We eventually came back to the ferry a bit late, just to find that Jannice had fished a fairly good-sized fish with a borrowed rod that a kid and his dad take out at every stop. Oh, and I was forgetting, that when we arrived to Cold Bay we were also received by the locals, but this time two entrepreneurial kids were selling Japanese glass bubbles. These beautiful bubbles wash now and then in Alaskan beaches. They were used by Japanese fishermen to keep their nets afloat, and sometimes were lost or thrown overboard. Now replaced by plastic floaters, these glass bubbles are not only of historical interest but also extremely beautiful.

 

Next stop was False Bay. As we approached we kept an eye for wildlife. There were hundreds of tufted puffins floating on swirls at the mouth of the bay. Josh and Jannice also say a bear and cubs. At port, we had a bit more than an hour and a half, and within a few minutes we found monkeyflowers on the side of the road. It was a successful stop into this small community with population of 54. At the end of the pier there was a bunch of entrepreneurial kids selling lemonade, banana loaf, and glass bubbles.
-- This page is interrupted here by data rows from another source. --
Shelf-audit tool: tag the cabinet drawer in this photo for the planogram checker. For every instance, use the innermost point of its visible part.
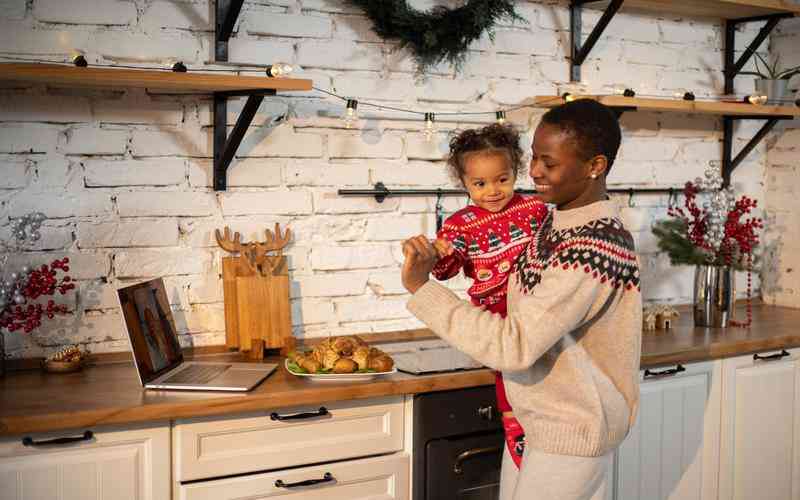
(215, 447)
(130, 463)
(384, 478)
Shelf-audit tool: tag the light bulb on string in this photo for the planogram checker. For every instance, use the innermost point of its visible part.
(351, 113)
(78, 60)
(430, 127)
(755, 99)
(279, 70)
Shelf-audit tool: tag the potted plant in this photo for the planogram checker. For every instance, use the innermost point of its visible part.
(772, 82)
(718, 238)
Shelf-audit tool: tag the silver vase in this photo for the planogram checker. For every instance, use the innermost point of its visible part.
(714, 294)
(775, 90)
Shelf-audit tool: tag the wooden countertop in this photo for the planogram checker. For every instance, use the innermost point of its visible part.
(32, 401)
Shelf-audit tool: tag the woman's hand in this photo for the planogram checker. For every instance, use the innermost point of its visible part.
(420, 257)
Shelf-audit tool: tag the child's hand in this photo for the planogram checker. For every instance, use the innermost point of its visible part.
(443, 247)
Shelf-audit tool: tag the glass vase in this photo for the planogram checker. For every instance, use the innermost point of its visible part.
(714, 295)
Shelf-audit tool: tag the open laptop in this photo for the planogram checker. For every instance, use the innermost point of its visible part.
(157, 353)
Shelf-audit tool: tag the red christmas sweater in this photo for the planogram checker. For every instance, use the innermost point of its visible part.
(487, 245)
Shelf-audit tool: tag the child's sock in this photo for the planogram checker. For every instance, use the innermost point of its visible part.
(515, 439)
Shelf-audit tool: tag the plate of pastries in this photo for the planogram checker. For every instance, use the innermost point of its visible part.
(340, 358)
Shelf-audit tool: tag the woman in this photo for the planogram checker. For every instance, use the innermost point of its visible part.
(570, 344)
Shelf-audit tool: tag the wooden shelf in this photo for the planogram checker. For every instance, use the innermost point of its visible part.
(725, 9)
(72, 76)
(680, 106)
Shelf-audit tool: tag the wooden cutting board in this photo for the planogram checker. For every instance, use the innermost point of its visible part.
(260, 310)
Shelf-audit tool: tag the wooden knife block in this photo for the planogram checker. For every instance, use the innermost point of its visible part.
(256, 306)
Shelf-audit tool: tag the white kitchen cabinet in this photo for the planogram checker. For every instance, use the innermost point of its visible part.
(211, 447)
(377, 478)
(108, 464)
(672, 451)
(760, 448)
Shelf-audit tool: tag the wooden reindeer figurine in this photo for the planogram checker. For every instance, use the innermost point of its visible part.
(256, 286)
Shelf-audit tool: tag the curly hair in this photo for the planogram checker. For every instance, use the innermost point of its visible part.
(494, 138)
(593, 126)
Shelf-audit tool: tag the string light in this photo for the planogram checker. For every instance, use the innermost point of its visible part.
(430, 128)
(80, 61)
(351, 113)
(755, 99)
(279, 70)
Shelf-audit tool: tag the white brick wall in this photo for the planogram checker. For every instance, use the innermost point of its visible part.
(125, 174)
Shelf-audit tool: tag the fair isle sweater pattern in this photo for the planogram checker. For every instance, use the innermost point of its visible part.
(487, 244)
(602, 248)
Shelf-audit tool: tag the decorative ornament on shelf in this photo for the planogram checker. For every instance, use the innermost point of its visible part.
(68, 359)
(21, 290)
(440, 34)
(718, 239)
(659, 317)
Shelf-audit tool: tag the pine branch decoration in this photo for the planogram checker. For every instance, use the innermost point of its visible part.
(439, 34)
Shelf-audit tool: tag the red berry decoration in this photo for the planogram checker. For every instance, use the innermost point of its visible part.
(39, 282)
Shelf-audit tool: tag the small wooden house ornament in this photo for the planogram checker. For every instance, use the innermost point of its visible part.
(665, 317)
(648, 320)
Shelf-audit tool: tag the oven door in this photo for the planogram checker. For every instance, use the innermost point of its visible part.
(464, 467)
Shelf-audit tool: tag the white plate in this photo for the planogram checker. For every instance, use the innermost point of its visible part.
(338, 377)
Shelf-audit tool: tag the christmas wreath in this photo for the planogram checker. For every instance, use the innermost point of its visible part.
(439, 34)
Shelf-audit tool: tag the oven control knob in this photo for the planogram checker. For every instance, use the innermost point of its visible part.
(486, 412)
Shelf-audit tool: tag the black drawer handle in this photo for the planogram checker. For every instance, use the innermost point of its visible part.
(664, 373)
(299, 416)
(28, 441)
(771, 357)
(474, 452)
(327, 478)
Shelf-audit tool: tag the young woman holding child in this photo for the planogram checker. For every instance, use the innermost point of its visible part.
(570, 343)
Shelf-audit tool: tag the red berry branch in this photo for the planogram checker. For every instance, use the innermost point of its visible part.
(24, 313)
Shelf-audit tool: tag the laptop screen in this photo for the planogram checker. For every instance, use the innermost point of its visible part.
(151, 330)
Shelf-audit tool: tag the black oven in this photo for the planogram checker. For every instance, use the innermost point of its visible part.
(458, 445)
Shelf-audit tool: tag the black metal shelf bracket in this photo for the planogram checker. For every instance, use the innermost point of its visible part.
(381, 192)
(227, 11)
(225, 146)
(579, 51)
(732, 68)
(729, 162)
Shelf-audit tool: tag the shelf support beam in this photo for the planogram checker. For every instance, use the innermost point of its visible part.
(729, 162)
(227, 11)
(732, 68)
(579, 51)
(225, 146)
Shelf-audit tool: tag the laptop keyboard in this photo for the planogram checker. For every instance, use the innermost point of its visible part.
(196, 374)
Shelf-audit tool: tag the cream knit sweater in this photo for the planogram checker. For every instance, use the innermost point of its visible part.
(570, 345)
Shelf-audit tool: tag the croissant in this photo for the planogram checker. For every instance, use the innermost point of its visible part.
(344, 345)
(361, 356)
(345, 365)
(382, 363)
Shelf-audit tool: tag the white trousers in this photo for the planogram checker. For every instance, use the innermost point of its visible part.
(543, 476)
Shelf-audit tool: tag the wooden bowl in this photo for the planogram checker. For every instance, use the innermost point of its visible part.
(63, 366)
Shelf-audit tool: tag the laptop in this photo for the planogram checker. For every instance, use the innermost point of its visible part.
(157, 353)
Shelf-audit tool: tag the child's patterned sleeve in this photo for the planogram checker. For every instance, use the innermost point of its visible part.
(449, 266)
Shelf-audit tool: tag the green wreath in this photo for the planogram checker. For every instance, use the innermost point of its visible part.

I couldn’t resist and bought another bubble, this time still surrounded by the original net. And banana loaf which I am having with tea in my little homage to Gillian and Lucia back home in Scotland.

After dinner I sat in the front deck near the bow of the ship. The Captain pointed out the wreckage of the Oduna, a ship that sunk at the coast in 1965. The rusting hull lay inclined against the rock cliffs. The sunset was ferocious, with low cloud acting as a lid that touched the tops of the conical volcanos and jagged mountains. In a curious natural phenomenon, a hole pierced the cloud just above a lonely island, and showered the bare rock with light. In the background, what at first looked like clouds, turned out to be a massive mountain range with snow covered peaks, and even higher than the volcanos of the background. At 10:30pm a pod of eight whales passed on both sides of the ship. The ship rocks softly, and the sun refuses to abandon the mountain peaks.